Abstract 1080TiP
Background
Lymphocytes play a crucial role in cancer immunity and patient survival, representing an attractive treatment option for melanoma and diverse epithelial tumors. Neoantigen-reactive TILs can recognize and kill cancer cells, inducing tumor regression and potentially increasing the efficacy of adoptive cell therapies (ACT). NEXTGENTIL-ACT consists of TIL selected based on identifying somatic non-synonymous mutations or viral neoantigens encoded in tandem minigenes and presented by autologous peripheral B cells.
Trial design
This is an investigator-initiated phase 1, single-center, open-label study assessing the safety, tolerability, and anti-tumor activity of single-dose NEXTGENTIL with high-dose IL-2 (720.000 IU/kg) following non-myeloablative lymphodepleting chemotherapy in adults with confirmed metastatic or unresectable advanced ICB-resistant solid tumors.
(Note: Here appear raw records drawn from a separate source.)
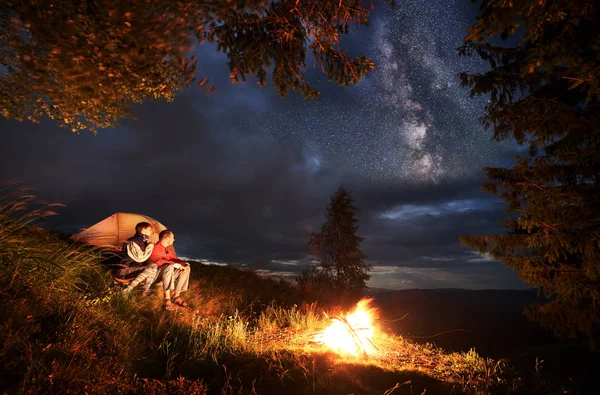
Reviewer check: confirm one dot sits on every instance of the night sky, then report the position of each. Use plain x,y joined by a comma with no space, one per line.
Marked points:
243,176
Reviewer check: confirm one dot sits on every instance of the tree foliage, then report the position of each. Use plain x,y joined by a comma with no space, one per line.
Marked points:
342,266
84,63
543,93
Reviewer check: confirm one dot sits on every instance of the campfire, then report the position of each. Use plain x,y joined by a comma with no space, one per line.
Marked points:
351,333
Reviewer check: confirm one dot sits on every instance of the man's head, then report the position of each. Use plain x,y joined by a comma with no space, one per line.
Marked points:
144,228
166,238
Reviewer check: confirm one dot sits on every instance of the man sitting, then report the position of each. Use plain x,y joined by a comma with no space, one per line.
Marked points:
136,253
175,272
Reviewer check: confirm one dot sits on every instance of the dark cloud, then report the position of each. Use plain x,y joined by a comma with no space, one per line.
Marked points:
244,176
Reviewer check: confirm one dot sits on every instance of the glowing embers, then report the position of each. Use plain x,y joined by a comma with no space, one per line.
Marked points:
352,333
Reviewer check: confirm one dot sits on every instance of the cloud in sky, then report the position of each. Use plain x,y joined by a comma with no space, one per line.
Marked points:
243,177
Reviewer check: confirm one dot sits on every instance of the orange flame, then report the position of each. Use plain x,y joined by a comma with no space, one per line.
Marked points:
353,333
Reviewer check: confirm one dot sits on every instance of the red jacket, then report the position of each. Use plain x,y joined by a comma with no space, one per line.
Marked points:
164,255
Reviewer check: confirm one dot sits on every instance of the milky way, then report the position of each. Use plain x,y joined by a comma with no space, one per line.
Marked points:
409,120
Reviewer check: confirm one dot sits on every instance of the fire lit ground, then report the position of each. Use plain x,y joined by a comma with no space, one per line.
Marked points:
347,352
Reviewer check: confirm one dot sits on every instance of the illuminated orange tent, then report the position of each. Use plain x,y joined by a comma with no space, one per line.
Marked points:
113,231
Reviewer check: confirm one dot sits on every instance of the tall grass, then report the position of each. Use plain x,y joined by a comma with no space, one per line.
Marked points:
66,328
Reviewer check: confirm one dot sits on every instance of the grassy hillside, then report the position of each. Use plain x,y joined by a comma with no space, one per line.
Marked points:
67,329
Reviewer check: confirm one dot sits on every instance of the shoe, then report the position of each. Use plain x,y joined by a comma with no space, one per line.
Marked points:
180,302
168,305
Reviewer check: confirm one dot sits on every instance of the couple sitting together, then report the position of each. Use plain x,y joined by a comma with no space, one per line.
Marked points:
154,262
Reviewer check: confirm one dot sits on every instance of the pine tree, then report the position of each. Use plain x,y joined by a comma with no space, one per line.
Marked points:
544,94
85,63
342,266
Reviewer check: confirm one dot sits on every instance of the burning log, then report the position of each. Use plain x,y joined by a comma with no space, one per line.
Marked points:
351,334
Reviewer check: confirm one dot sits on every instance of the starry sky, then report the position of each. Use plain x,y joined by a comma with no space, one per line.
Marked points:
243,176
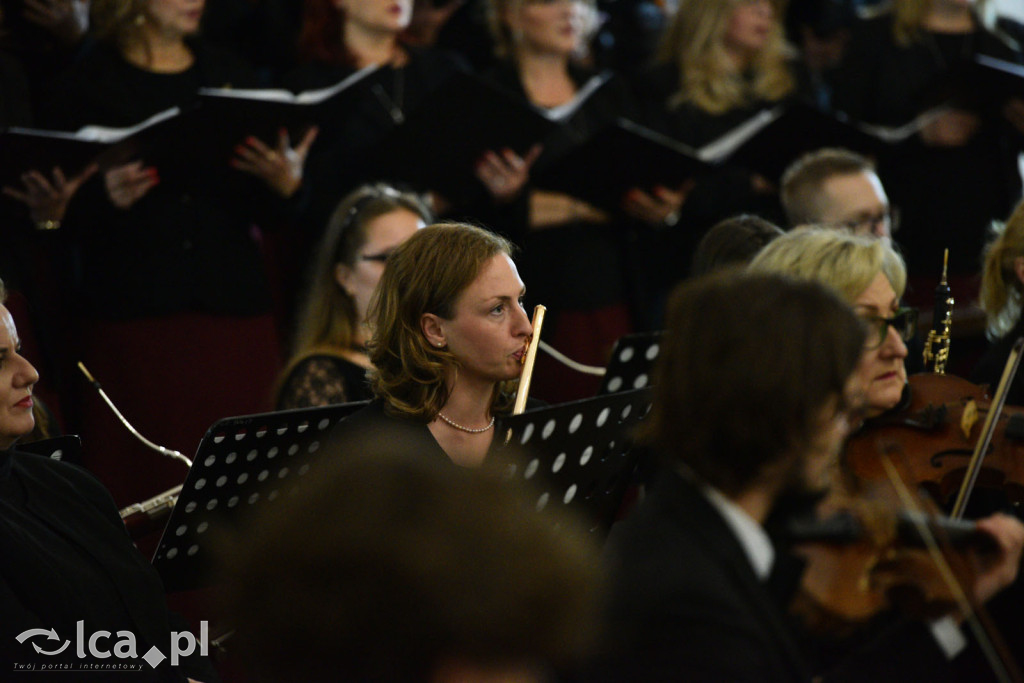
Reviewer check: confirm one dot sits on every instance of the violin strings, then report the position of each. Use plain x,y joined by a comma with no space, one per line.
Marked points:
971,612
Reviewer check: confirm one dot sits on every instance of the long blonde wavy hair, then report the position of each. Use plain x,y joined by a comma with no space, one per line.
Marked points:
695,43
1001,290
846,262
426,274
908,18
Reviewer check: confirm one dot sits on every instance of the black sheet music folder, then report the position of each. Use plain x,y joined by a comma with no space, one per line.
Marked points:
579,454
631,363
242,464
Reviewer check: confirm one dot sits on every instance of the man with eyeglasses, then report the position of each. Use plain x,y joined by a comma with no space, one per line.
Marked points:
839,188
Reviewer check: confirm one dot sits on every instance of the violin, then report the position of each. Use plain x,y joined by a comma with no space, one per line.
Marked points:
937,430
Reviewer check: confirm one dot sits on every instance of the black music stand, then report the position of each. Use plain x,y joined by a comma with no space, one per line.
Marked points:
242,464
580,454
67,449
631,363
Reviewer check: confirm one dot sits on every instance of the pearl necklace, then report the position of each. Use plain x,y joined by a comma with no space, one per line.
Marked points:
466,429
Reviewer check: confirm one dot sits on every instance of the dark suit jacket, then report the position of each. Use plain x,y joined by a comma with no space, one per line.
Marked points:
686,605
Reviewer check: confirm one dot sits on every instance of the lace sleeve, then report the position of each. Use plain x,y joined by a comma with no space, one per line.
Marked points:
316,381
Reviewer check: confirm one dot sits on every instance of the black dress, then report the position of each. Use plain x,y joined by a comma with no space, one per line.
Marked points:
724,193
373,428
65,557
324,379
348,153
578,269
947,196
171,295
686,605
181,247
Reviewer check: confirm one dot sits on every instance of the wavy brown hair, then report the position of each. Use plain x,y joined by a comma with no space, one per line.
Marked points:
426,274
749,364
328,319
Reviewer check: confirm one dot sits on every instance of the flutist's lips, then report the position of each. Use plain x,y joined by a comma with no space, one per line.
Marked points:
520,355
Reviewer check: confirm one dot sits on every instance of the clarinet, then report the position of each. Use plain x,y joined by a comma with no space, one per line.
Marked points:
937,346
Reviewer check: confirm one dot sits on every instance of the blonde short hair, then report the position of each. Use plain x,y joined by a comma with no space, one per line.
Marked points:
846,262
1001,290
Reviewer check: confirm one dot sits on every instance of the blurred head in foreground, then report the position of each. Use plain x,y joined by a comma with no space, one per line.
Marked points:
389,568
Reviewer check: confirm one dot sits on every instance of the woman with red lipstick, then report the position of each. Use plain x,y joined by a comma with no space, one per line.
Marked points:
449,338
168,281
65,556
870,276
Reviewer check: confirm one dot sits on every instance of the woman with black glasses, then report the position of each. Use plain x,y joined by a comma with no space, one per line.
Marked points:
870,276
329,360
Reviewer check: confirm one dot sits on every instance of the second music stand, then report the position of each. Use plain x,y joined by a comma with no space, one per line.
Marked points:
580,453
242,464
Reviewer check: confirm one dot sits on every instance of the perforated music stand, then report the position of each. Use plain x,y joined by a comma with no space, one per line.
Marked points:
580,454
242,465
631,363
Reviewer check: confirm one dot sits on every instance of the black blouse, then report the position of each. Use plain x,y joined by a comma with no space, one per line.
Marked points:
187,244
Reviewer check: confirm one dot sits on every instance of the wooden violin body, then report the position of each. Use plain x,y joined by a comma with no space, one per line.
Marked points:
928,443
934,437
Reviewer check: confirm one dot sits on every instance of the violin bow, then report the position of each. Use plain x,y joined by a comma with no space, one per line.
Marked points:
981,447
992,645
175,455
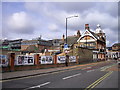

The NEXTGENTIL product contains a polyclonal autologous lymphocyte population of TILs ranging from 5x108 to 1.11x1011 cells expanded from core tumor biopsies and selected based on neoantigen recognition using a high-throughput personalized screening approach. A bridge treatment during TIL expansion and screening for neoantigen recognition is allowed. The primary objectives are to evaluate the safety, tolerability, feasibility, and initial clinical activity. Four more patients will be included if a maximum of one treatment-limiting toxicity is observed in the first six patients. The preliminary anti-tumor activity will be assessed by RECIST v1.1. Patients must be at least 18 years old, have ECOG 0-1, and have received standard therapy (including ICB when indicated). One target lesion must be accessible for a biopsy/resection that allows TIL generation, and another must meet RECIST criteria. Patients must be medically fit enough to undergo all study procedures and interventions and have adequate cardiovascular and pulmonary functions. Patients with an autoimmune disease requiring immunosuppressive treatments will be excluded.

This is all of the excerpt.